I'm pretty sure I understand what you're saying, so, the answer is no. I've installed 100's of rotors over the years and never seen the first issue with a rotor regarding interference to TV or CB signals. The rotor has 4 wires, 1 is a ground, one is voltage to the motor, and the other 2 determine the Left / Right swing, so with the ground wire on the cable, you don't need an additional ground for the rotor, it would serve no purpose if you did anyway.
2SF924
04-07-2009, 07:47 PM
Thanks guys help's a bunch. Hopefully can get the base back booming here before to long.
nope u sure wont mine runs together and i do 6000
Are you talking about interference from signal or from the cables themselves?
The rotor will have no affect at all on the ant. / radio, nor will the opposite, but, if you mean running the coax from the radio / rotor wire up the mast together, you most certainly have to leave at least 12" slack for the rotation.

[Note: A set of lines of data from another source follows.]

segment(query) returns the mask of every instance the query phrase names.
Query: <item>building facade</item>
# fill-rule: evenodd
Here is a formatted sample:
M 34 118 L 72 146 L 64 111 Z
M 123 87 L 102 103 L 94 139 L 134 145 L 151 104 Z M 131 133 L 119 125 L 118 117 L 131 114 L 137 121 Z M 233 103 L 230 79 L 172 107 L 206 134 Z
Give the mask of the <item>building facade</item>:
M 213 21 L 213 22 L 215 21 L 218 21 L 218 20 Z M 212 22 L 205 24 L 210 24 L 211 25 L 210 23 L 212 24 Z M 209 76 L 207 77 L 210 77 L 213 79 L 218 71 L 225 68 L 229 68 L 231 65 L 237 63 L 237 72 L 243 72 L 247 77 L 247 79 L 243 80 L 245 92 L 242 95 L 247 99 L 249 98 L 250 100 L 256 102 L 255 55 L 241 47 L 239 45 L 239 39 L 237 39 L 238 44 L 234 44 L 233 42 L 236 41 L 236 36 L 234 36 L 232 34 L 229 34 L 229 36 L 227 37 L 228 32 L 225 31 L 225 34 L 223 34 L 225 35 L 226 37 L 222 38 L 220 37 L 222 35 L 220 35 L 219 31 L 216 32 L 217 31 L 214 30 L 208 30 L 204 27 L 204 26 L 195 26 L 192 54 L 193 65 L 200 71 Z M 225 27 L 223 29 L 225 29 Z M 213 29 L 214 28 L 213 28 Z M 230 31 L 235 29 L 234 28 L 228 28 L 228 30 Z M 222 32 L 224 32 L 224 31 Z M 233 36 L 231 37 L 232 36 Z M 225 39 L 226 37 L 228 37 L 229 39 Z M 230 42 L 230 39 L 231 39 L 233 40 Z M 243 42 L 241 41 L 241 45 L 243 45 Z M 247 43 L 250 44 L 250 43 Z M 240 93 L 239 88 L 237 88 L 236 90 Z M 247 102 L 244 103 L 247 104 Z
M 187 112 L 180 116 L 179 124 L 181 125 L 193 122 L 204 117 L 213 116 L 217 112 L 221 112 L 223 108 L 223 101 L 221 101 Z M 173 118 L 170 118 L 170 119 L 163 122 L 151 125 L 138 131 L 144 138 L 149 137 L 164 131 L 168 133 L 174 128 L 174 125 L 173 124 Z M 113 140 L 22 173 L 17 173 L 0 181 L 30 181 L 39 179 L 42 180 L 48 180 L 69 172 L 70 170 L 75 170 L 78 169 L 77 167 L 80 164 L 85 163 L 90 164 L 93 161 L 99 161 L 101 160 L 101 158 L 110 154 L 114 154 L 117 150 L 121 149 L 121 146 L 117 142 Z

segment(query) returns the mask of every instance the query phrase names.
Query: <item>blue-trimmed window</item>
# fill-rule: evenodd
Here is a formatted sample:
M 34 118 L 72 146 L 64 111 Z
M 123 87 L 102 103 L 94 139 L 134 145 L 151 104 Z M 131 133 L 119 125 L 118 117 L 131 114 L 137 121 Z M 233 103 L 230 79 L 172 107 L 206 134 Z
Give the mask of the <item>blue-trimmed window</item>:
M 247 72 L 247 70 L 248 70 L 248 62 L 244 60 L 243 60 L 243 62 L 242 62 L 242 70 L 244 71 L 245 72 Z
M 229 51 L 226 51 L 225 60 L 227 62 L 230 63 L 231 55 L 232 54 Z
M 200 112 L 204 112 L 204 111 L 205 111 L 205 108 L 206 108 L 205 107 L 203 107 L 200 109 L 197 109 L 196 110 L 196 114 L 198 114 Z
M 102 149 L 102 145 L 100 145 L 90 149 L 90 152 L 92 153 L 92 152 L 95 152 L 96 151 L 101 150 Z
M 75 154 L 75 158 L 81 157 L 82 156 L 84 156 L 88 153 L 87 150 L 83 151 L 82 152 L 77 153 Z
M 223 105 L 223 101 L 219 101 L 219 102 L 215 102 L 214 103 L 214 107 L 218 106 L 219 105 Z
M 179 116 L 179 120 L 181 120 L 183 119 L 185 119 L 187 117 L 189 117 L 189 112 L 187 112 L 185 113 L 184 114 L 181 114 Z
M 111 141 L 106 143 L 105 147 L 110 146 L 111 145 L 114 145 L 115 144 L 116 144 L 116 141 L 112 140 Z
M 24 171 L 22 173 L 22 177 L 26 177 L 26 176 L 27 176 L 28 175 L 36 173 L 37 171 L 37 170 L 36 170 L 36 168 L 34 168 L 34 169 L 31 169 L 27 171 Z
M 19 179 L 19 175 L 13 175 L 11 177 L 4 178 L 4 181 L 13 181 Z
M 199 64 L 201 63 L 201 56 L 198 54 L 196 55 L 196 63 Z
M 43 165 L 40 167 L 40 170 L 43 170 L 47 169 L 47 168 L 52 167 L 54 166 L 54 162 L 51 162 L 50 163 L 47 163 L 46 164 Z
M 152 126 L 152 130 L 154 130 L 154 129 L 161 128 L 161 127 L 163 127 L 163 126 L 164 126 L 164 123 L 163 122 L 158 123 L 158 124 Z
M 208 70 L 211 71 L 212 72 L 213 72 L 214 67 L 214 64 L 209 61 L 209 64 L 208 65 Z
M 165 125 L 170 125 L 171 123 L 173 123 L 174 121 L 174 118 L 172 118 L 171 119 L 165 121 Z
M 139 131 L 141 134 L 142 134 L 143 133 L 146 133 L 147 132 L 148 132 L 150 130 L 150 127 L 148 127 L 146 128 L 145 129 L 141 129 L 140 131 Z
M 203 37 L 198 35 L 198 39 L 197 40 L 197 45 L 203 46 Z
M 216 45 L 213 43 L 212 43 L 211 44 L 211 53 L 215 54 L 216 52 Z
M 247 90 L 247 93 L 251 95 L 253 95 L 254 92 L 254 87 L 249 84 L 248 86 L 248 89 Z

I'm pretty sure I understand what you're saying, so, the answer is no. I've installed 100's of rotors over the years and never seen the first issue with a rotor regarding interference to TV or CB signals. The rotor has 4 wires, 1 is a ground, one is voltage to the motor, and the other 2 determine the Left / Right swing, so with the ground wire on the cable, you don't need an additional ground for the rotor, it would serve no purpose if you did anyway.
Actually that could potentially cause a ground loop which will give you all sorts of shit and cause headaches to track down.
So like dodgem said. One ground should be sufficient.